A quiet but intensifying rivalry between Secretary of State Marco Rubio and Vice President JD Vance is taking shape inside the Republican Party, with speculation growing about which of the two men is best positioned to carry President Donald Trump’s movement forward after 2028.

JD Vance has long been viewed as the heir apparent to Trump’s MAGA coalition, and he remains the clear frontrunner in informal surveys of Republican voters and donors, having finished first at the CPAC presidential straw poll earlier this year with 53% of the vote.

Rubio, who finished second at the same poll with 35%, has seen his profile rise sharply, driven in large part by his prominent role managing the United States’ response to the Iran conflict that began in February and his high-visibility appearances standing in as White House press secretary while Karoline Leavitt was on maternity leave.

A video clip from one of those press briefings, in which Rubio answered a question from a Christian television network with a visionary tone, spread rapidly online after Elon Musk shared it, with some Republican strategists immediately comparing it to the kind of content associated with presidential campaign rollouts.

GOP strategist Josh Holmes said on the conservative Ruthless podcast: “Are we going to pretend like that’s not a presidential candidate?”

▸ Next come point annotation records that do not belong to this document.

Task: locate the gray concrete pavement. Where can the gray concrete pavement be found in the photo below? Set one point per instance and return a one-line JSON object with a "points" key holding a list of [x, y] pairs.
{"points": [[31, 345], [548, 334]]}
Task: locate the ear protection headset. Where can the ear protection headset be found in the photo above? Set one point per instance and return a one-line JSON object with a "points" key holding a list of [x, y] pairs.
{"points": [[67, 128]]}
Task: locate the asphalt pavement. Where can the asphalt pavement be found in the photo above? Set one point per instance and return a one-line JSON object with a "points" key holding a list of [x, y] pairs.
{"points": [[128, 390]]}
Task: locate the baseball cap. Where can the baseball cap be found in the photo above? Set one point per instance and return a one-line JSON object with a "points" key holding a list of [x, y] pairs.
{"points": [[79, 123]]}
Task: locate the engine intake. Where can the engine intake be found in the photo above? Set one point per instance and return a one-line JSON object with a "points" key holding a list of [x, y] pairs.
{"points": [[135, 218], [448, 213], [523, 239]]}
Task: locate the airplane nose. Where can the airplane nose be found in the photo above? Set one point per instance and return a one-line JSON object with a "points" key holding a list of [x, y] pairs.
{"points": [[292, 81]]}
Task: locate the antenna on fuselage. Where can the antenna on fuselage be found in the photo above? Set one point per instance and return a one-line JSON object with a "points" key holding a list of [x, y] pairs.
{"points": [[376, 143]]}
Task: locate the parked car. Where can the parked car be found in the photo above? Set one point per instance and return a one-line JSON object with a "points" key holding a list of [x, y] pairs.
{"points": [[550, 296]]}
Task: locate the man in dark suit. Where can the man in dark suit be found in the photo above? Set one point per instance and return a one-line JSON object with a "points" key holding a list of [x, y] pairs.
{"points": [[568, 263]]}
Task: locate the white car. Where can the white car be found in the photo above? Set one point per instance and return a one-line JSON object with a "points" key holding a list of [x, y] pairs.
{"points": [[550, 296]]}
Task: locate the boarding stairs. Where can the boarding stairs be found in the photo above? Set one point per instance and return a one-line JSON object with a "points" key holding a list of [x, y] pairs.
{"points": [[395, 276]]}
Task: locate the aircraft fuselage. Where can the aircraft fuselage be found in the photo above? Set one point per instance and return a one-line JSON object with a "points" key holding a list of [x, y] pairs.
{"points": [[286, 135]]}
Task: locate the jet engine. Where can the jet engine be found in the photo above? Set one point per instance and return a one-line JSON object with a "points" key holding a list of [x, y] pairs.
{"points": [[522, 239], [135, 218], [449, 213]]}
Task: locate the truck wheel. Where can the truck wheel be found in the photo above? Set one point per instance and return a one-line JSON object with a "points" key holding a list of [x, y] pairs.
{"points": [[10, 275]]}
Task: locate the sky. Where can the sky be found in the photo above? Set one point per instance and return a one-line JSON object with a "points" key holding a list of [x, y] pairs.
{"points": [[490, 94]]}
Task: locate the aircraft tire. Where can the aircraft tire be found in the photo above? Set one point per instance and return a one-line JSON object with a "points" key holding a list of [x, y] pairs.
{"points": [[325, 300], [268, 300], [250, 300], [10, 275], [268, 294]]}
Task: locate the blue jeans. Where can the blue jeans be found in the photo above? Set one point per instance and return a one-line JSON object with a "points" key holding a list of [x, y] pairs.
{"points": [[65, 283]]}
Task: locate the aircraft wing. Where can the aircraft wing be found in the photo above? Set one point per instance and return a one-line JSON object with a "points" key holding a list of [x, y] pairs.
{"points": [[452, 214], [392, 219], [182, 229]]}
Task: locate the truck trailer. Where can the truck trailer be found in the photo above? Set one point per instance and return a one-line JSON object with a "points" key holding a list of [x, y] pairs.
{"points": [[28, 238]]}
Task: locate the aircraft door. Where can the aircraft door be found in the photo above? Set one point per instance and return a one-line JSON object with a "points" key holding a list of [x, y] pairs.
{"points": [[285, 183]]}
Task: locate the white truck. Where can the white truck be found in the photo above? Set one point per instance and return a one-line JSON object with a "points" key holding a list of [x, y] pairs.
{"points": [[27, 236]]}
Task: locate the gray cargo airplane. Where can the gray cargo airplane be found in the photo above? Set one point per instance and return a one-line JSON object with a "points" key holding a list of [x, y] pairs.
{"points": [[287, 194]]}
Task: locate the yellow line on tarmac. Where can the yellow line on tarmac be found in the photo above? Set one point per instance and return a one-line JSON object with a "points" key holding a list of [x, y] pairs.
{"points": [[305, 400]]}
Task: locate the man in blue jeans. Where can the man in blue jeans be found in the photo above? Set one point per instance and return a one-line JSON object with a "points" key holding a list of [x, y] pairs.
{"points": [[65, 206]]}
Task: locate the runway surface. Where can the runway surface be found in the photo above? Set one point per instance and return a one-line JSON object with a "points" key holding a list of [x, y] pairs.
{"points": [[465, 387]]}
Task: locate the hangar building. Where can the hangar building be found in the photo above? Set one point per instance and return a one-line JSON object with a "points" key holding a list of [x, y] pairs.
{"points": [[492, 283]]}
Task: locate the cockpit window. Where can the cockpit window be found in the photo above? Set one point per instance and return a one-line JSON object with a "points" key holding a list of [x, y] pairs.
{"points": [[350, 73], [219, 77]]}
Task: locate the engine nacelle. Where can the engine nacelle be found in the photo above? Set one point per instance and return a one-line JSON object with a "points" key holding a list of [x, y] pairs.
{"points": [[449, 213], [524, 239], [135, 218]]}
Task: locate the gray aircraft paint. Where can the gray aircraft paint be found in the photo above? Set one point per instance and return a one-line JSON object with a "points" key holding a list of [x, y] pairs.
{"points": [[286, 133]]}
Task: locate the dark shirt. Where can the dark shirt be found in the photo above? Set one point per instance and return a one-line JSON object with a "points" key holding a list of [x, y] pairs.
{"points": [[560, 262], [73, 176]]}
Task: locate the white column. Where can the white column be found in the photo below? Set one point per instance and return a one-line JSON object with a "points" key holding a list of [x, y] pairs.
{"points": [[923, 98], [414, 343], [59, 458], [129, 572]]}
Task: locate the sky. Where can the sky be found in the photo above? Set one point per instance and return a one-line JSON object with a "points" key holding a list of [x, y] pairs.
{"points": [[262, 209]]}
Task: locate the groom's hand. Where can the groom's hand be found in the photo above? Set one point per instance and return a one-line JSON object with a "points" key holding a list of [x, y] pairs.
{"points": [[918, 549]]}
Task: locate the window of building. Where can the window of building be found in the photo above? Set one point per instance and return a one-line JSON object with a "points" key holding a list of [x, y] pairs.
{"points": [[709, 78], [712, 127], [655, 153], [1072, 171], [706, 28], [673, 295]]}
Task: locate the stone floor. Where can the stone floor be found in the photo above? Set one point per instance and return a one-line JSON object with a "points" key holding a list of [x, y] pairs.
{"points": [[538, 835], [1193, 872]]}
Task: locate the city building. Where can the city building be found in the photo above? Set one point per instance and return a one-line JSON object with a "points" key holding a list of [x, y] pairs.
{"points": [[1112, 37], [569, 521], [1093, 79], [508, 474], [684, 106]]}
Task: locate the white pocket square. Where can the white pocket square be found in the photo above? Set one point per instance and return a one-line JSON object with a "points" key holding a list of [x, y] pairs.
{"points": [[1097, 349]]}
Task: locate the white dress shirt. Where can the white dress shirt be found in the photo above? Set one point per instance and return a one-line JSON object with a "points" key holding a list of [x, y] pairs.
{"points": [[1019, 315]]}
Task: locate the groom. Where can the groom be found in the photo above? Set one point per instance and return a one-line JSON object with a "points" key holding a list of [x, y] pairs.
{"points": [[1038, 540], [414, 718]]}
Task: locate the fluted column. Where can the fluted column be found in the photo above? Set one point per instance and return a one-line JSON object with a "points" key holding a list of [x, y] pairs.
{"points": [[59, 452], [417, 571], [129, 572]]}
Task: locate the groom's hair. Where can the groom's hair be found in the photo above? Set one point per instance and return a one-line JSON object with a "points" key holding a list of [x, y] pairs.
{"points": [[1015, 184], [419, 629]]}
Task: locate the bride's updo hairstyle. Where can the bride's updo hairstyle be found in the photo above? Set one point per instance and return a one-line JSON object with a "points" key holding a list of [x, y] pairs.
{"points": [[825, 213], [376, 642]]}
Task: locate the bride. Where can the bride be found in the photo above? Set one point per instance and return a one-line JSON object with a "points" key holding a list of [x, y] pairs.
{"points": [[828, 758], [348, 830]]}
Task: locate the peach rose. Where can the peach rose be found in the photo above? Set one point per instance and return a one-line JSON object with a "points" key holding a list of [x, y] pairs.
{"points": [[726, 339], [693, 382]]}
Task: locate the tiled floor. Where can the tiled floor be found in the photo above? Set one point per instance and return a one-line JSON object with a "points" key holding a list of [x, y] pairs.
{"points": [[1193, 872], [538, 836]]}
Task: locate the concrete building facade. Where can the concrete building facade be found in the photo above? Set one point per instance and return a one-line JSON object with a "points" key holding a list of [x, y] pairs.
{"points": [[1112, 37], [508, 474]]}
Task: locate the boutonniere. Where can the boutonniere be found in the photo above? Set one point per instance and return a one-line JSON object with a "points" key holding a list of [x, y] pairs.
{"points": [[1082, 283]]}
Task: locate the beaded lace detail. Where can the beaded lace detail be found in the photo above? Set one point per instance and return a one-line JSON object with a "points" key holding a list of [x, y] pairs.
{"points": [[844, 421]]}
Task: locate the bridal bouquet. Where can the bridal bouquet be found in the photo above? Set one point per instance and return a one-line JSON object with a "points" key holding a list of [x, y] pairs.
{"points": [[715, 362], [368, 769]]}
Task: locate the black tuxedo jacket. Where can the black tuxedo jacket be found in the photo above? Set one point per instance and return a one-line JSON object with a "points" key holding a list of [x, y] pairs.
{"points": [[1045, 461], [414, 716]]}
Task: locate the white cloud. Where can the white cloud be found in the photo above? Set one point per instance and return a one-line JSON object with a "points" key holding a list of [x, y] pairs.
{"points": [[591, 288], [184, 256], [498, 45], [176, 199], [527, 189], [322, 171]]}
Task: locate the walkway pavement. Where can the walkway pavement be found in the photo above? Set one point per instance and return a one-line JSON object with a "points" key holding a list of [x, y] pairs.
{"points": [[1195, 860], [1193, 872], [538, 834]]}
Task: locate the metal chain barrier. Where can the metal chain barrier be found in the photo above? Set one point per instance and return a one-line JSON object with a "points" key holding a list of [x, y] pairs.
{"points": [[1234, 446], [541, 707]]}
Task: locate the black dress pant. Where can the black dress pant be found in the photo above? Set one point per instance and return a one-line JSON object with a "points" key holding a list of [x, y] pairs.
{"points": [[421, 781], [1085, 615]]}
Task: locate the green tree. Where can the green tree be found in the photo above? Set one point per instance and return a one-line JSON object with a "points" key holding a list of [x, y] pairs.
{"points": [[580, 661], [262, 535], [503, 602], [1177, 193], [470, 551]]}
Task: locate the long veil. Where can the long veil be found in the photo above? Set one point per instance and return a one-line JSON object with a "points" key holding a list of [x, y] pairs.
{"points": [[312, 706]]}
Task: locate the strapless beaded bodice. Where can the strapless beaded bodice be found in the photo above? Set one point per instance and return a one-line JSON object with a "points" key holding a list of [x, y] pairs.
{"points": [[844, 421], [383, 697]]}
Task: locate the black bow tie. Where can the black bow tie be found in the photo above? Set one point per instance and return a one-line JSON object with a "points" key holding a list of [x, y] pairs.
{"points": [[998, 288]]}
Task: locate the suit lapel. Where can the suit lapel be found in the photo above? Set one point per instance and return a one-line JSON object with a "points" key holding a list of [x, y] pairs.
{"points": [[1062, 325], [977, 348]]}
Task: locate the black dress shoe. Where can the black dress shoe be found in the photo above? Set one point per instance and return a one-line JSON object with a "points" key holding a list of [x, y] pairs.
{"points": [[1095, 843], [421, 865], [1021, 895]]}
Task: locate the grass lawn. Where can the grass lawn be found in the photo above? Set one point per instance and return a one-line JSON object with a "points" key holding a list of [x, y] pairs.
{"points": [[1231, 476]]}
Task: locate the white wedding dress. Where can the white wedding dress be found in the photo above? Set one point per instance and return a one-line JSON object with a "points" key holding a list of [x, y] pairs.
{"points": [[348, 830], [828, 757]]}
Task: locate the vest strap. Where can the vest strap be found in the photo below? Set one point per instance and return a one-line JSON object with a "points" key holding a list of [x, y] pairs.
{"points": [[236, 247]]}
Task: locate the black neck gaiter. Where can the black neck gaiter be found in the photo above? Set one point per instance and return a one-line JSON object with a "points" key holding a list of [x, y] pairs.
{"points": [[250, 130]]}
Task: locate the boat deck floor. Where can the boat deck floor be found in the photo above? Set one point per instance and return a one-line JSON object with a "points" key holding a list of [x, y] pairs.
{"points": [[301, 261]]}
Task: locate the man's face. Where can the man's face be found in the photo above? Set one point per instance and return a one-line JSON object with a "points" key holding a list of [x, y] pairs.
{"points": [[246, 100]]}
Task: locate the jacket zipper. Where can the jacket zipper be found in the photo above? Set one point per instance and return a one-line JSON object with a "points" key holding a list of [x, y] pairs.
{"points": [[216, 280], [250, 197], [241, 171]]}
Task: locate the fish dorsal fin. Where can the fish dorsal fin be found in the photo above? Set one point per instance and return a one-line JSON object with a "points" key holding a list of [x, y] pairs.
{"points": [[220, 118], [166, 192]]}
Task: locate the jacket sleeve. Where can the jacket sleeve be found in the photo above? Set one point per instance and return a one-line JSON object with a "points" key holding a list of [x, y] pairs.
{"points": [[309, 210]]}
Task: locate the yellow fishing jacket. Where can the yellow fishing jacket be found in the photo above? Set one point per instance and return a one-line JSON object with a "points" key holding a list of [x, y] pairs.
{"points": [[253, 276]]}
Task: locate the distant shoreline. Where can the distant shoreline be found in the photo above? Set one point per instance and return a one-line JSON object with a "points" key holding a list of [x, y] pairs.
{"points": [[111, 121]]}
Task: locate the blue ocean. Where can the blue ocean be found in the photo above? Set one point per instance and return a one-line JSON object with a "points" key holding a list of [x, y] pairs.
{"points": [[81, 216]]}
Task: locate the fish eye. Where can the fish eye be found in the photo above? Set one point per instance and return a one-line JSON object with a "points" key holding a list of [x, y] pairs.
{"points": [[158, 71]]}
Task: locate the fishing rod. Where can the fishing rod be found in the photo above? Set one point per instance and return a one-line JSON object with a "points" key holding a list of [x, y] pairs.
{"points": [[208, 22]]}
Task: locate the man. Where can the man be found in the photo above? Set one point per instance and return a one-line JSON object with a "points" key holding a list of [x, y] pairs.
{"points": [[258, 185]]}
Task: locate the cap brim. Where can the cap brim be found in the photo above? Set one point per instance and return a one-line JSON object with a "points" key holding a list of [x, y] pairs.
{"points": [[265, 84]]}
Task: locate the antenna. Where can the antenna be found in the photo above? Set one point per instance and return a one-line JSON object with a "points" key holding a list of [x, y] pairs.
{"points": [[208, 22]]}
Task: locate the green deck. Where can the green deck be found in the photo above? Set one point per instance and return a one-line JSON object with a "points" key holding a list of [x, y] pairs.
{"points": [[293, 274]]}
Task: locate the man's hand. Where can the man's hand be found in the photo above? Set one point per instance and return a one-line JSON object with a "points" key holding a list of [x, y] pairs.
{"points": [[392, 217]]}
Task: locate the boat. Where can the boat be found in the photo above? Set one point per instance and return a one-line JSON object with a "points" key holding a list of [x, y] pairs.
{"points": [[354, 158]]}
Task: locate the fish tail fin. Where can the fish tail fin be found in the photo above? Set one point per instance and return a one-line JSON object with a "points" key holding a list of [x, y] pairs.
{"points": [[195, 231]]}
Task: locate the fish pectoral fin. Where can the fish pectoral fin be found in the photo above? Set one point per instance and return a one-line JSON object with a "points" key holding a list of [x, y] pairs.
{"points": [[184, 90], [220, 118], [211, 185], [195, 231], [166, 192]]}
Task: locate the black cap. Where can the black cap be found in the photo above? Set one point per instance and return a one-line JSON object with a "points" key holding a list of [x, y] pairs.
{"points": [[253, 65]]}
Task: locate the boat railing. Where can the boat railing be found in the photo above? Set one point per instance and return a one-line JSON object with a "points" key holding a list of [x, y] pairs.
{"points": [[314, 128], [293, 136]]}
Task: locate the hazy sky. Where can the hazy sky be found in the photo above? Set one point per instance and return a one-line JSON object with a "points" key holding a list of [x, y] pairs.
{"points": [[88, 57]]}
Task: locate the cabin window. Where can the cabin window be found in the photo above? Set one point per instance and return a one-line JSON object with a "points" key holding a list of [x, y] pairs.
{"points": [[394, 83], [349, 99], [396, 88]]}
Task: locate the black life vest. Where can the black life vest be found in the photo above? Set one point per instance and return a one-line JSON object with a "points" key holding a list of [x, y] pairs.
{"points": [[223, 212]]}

Rubio’s social media team reportedly edited the clip with dramatic music and imagery of Trump and Ronald Reagan, sharpening its campaign-style feel, though the White House issued a statement praising Rubio without directly addressing the 2028 speculation.

Vance, meanwhile, has worked to maintain his positioning through substantive policy work, reportedly helping lead Iran peace negotiations in Pakistan and overseeing a high-profile task force targeting fraud in federal programmes.

He also travelled to Iowa, historically an early primary bellwether, to support a Republican congressional candidate, a trip widely read as groundwork for a future presidential run.

Trump has declined to publicly endorse either man, while reportedly telling Mar-a-Lago donors that both Rubio and Vance are among his top choices as successors.

Rubio himself told Vanity Fair that if Vance runs, he would be the nominee and Rubio would be among the first to support him, a signal of deference that some Republican observers believe is itself a calculated positioning move ahead of 2028.